FIJI: INCEST AND SEXUAL VIOLENCE CRIMES STIR FIJI SOUL-SEARCHING

A recent spate of incest and violent sexual crime cases in Fiji has sparked unprecedented national soul-searching over the issue. But community bodies are undecided about whether there has been an actual increase in such crimes since the 2000 coup or women's non-government groups have become more effective in highlighting them along with pressure to reform Fiji's archaic laws.

By DAVID ROBIE in Suva


OUTDATED and archaic laws in Fiji based on the 1944 Indian penal code have come under fire as this Pacific nation has been soul-searching over a recent spate of incest and violent sexual crimes.

The apparent surge in such cases since the attempted coup by renegade businessman George Speight two years ago has alarmed authorities and the churches.

But community bodies are undecided about whether there has been an actual increase in crimes of this nature or whether women's non-government groups have become more effective in highlighting them.

In one case, a 14-year-old girl was repeatedly raped by her soldier father, aged 44, at their family home and was seven months pregnant before the crime was reported.

The nine-year jail term imposed on him by the Suva Magistrates Court was condemned by the Fiji Women's Crisis Centre as too lenient.

The centre argued such offenders deserved longer jail sentences.

Two weeks later, a similar case was heard in the same court after a 42-year-old taxi driver was also jailed for nine years for raping his step daughter, aged 22, who became pregnant.

And some indecent assault cases have involved girls younger than 10.

A group of Fiji women and their daughters presented a petition with 3000 signatures to the President, Ratu Josefa Iloilo, at Government House calling for stricter legislation and penalties for rape and other sexual crimes.

Newspapers, church groups, and government agencies have described the cases as a national shame.

One newspaper, The Sun, published a black panel in its usual editorial space and declared under the headline "Shame on us":

"This is The Sun's way of registering its utmost disgust and loathing for all the perpetrators of crimes against children."

Concern has focused on archaic laws that make it difficult for courts to hand out tougher sentences.

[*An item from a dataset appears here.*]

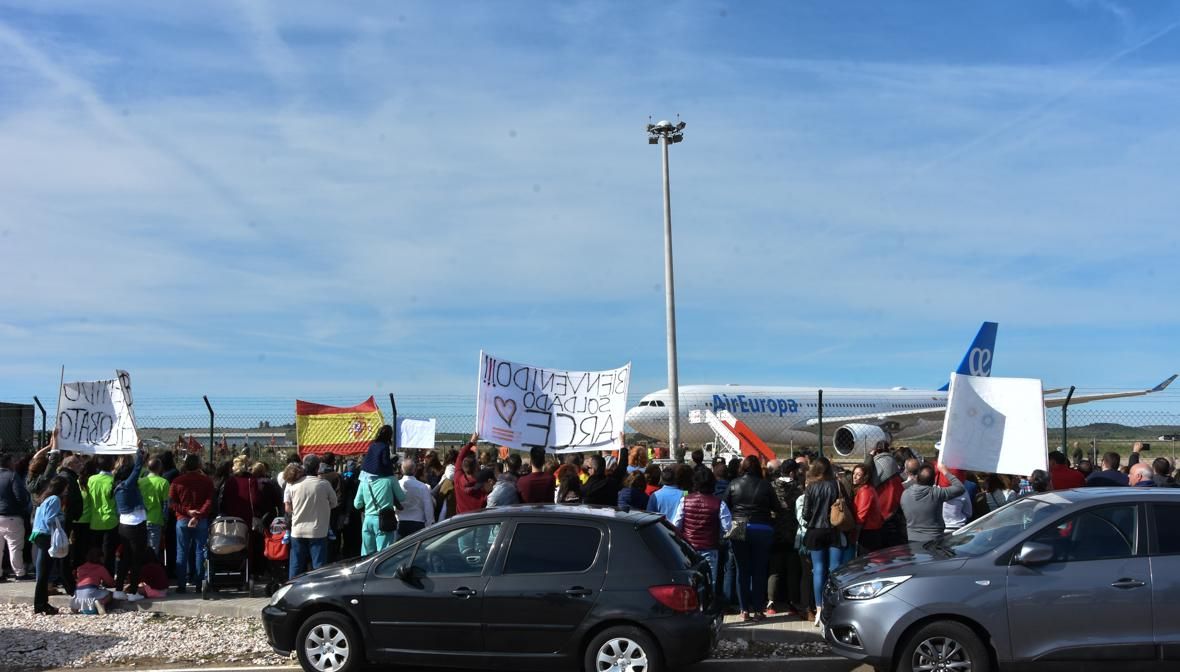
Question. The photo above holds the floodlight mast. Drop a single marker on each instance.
(663, 134)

"Open a newspaper, switch on your television or the radio and without fail, there are daily reports of acts such as paedophilia, defilement, incest, rape, sexual abuse, molestation and instances of sexually transmitted infections, including HIV/AIDS, passed on to the victims," lamented a National Reconciliation and Information Ministry statement.

"The survivors of such atrocities feel they are being short-changed by the limitations of the penal code.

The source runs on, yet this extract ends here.